The Finance Ministry tried to overcome this in 2004 with regard to Germany by agreeing with its German counterpart that the Russian restrictions on the interest deductibility concerning related parties (with the participation exceeding 20 percent) are compatible with the treaty provision limiting the deductibility by the arm's length amounts. Although this most probably refers to the thin capitalization rules, it does not seem to be enough as the general compatibility with the arm's length provision does not mean the rules are compatible with the nondiscrimination requirements. If they do not, the treaty provision prevails.
This has so far been supported by the regional case law. The Federal Arbitration Courts of Moscow and Northwestern districts, having heard cases of Ferrotek (in 2005) on interest paid to a German entity and of Swedwood Tikhvin (in 2007) on the same paid to a Dutch entity, they respectively found that the Russian thin capitalization rules with regard to deductibility could not be used under the applicable nondiscrimination provisions.

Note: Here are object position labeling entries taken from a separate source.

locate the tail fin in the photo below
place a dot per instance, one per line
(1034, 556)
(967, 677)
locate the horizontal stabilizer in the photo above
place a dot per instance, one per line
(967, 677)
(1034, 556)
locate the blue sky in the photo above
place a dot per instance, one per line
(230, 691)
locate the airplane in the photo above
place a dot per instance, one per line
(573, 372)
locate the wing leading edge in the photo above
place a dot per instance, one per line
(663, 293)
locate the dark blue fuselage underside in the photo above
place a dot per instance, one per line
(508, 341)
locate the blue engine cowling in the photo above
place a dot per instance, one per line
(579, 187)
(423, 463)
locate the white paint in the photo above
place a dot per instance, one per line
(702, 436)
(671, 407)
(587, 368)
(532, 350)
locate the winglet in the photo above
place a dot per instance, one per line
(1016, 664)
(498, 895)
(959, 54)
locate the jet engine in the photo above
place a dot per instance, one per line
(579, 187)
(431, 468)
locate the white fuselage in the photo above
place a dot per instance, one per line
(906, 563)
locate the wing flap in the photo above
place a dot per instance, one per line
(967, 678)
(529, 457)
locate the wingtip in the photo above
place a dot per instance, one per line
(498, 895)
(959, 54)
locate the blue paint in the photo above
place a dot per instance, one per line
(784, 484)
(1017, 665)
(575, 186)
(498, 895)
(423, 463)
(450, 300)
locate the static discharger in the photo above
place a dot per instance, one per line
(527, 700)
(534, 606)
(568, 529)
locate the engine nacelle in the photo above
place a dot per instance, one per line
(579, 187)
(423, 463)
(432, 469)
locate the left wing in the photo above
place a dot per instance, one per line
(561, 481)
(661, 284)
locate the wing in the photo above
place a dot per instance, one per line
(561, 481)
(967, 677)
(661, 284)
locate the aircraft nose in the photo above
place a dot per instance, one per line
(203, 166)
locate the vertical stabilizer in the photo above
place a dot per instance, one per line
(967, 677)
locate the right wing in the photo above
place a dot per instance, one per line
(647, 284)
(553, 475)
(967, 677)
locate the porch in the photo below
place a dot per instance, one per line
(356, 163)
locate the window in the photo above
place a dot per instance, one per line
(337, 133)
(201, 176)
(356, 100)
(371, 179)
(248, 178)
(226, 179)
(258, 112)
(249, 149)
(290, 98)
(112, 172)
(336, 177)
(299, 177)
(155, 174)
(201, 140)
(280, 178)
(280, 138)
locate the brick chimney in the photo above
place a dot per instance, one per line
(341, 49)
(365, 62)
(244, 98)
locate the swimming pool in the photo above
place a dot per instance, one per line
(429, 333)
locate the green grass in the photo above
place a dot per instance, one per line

The courts also found that the reclassification feature of the thin cap rules could not be used either as the double tax treaties provide for certain definitions of dividends and interest, as well as for certain tax treatment applicable to the payments defined as such. Accordingly, application of different (less favorable) tax treatment has been found incompatible with the treaties itself.
So where is the catch? There may still be one. First, suppose the foreign parent provides surety to a foreign bank and it is the bank providing the loan to the Russian borrower. In this case this all may not work as the funds lent by a Russian bank would be captured by the thin cap rules all the same because of the surety. Second, the argument not considered by the courts is that the foreign parent presumably has its own foreign parent with a qualifying indirect participation in the Russian borrower. If in this case the parent company lending the monies was Russian, would the loan be captured by the rules? The answer may be yes as the parent company would be considered a Russian affiliate subject to the thin cap rules.
There is a strong counter argument based on another treaty provision stating that Russian companies with the direct or indirect participation of the residents of the other state should not be taxed less favorably than other Russian companies. However, as convinced in the viability of the argument as we are, we have yet to see in the case law whether this provision precludes application of the Russian thin capitalization rules.